The Man Who Mistook His Wife For a Hat by Oliver Sacks

The Man Who Mistook His Wife For a Hat by Oliver Sacks

Reviewed by L.D.Y.

Hardcover (available in trade), 233 pages, 1985

Rating: 9/10

Reason for Reading: I loved the title of this one when I saw it in the bookstore I worked at so I had to check it out.

Synopsis: In this series of case studies of neurological patients, Sacks looks at people who have lost certain neurological capacities, or gained extreme capacities, and examines how it affects them in their day-to-day living. Occasionally, Sacks explores treatments such as medication, or music, but often it is simply a recounting of the patient’s unusual neurological makeup.

Why you should read this book: If you’re fascinated by the bizarre ways that the human brain can function (or under function, or over function), this one’s for you. Sacks has had a wild mixture of patients, from the man who tries to pick up his wife to set her on his head as a hat, to twins who gleefully converse by mentally calculating 20-digit prime numbers and sharing them with each other, to people with brain damage that can read tone and facial expressions to an extreme degree while not understanding actual words, rendering them impossible to lie to or deceive. A fascinating look at both the brain’s ability to adapt, and peoples’ abilities to adapt to neurological change. Highly readable because it focuses on the people as much as the science.

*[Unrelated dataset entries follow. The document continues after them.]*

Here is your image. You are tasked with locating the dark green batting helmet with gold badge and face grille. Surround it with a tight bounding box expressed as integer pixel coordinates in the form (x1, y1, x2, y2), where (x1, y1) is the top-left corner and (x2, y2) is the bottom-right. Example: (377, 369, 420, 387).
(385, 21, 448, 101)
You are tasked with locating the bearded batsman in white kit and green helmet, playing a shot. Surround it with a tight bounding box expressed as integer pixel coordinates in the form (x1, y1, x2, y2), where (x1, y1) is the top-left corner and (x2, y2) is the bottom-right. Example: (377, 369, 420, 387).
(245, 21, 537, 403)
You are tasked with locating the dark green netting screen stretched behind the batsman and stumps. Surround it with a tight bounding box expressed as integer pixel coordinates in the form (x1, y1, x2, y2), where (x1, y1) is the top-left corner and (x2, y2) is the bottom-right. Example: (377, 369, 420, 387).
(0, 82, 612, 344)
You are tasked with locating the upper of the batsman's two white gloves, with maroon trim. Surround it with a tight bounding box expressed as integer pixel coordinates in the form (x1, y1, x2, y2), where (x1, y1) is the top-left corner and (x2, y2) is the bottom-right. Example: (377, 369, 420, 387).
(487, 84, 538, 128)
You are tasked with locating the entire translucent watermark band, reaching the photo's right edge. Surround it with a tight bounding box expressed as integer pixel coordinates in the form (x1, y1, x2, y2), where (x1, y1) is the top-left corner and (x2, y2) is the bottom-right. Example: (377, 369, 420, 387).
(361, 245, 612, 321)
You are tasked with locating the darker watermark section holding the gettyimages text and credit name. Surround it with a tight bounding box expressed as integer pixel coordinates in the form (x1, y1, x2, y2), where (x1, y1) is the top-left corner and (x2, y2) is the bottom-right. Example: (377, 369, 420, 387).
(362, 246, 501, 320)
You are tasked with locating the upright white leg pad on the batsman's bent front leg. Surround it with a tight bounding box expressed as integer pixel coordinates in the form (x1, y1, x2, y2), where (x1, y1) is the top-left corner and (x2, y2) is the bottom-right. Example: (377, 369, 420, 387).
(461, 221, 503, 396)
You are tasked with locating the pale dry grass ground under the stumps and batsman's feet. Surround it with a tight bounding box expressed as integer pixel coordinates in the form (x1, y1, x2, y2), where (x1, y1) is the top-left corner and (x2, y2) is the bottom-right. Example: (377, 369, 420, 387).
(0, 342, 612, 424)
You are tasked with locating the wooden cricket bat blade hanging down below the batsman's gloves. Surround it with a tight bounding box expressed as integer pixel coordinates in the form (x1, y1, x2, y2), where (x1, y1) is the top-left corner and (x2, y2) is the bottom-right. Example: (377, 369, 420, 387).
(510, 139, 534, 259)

Why you should avoid this book: An obvious drawback is the date the book was published – a lot can happen in almost twenty years in the field of science, not to mention being years behind our times of politically correct labels for people with mental disorders, so words like ‘simpleton,’ ‘retarded,’ and ‘idiot savant’ appear frequently. Another thing to keep in mind is that for the most part these are strictly case studies and often have no final outcome or ‘solution.

Opening paragraph:

Neurology’s favourite word is ‘deficit,’ denoting an impairment or incapacity of neurological function: loss of speech, loss of language, loss of memory, loss of vision, loss of dexterity, loss of identity and a myriad other lacks and losses of specific functions (or faculties). For all of these dysfunctions (another favourite term), we have privative words of every sort – Aphonia, Aphemia, Aphasia, Alexia, Apraxia, Agnosia, Amnesia, Ataxia – a word for every specific neural or mental function which patients, through disease, or injury, or failure to develop, may find themselves partly or wholly deprived.

Fabulous quotes:

But the day of surgery Christina was still worse. Standing was impossible – unless she looked down at her feet. She could hold nothing in her hands, and they ‘wandered’ – unless she kept an eye on them. When she reached out for something, or tried to feed herself, her hands would miss, or overshoot wildly, as if some essential control or coordination was gone.
She could scarcely even sit up – her body ‘gave way.’ Her face was oddly expressionless and slack, her jaw fell open, even her vocal posture was gone.
‘Something awful’s happened,’ she mouthed, in a ghostly flat voice. ‘I can’t feel my body. I feel weird – disembodied.’

Their memory for digits is remarkable – and possibly unlimited. They will repeat a number of three digits, of thirty digits, of three hundred digits, with equal ease. This too has been attributed to a ‘method.’

But when one comes to test their ability to calculate – the typical forte of arithmetical prodigies and ‘mental calculators’ – they do astonishingly badly, as badly as their IQs of sixty might lead one to think. They cannot do simple addition or subtraction with any accuracy, and cannot even comprehend what multiplication or division means. What is this: ‘calculators’ who cannot calculate, and lack even the most rudimentary powers of arithmetic?

Also recommended: The Curious Incident of the Dog in the Night-time by Mark Haddon; Talk Talk Talk by Jay Ingram.

Also by this author: On Ageing; Vintage Sacks; Uncle Tungsten: Memories of a Chemical Boyhood; An Anthropologist on Mars; Awakenings; The Island of the Colorblind; A Leg to Stand On; Migraine; Oaxaca Journal; Seeing Voices.